The World Calendar Proposal
The World Calendar, promoted by the World Calendar Association from the 1930s through the 1950s, proposed a 364-day year divided into four equal quarters of 91 days each (13 weeks of 7 days). One extra day per year (two in leap years) would fall outside the week-day system, labeled 'Worldsday.' This would make every date fall on the same day of the week every year — Christmas would always be Sunday, for instance. The proposal reached the United Nations in 1954 but was rejected, partly due to religious objections to a floating 'blank day' that disrupted the continuous seven-day week.
The International Fixed Calendar
The International Fixed Calendar (also called the Cotsworth calendar) proposed 13 months of exactly 28 days each, with a 13th month named Sol inserted between June and July, plus one or two 'Year Day' blanks. The Eastman Kodak Company used an internal version of this calendar from 1928 to 1989. Proponents argued that equal months simplify business accounting and payroll.
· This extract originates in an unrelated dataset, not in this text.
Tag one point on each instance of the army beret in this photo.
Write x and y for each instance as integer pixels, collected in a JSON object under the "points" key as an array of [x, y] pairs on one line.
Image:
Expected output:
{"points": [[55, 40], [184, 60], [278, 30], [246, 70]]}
Hanke-Henry Permanent Calendar
In 2004, economists Steve Hanke and Richard Henry proposed the Hanke-Henry Permanent Calendar, which fixes every date to the same day of the week forever by using a 364-day year with an extra week inserted every five or six years. This 'leap week' replaces the leap day, keeping the calendar synchronized with the solar year while eliminating the annual shuffle of weekdays.
Why Reform Fails
Every radical calendar reform faces the same obstacles: religious communities that rely on an unbroken weekly cycle, existing software and legal systems designed around the current calendar, and the sheer inertia of a global standard used by billions of people. The Gregorian Calendar, despite its irregularities, is embedded in global commerce, law, and culture too deeply to dislodge.
Conclusion
Calendar reform movements reveal what each era valued most — rationality, productivity, religious continuity, or astronomical precision. Their consistent failure tells us something equally important: the calendar is not merely a tool but a shared cultural artifact that resists purely rational redesign.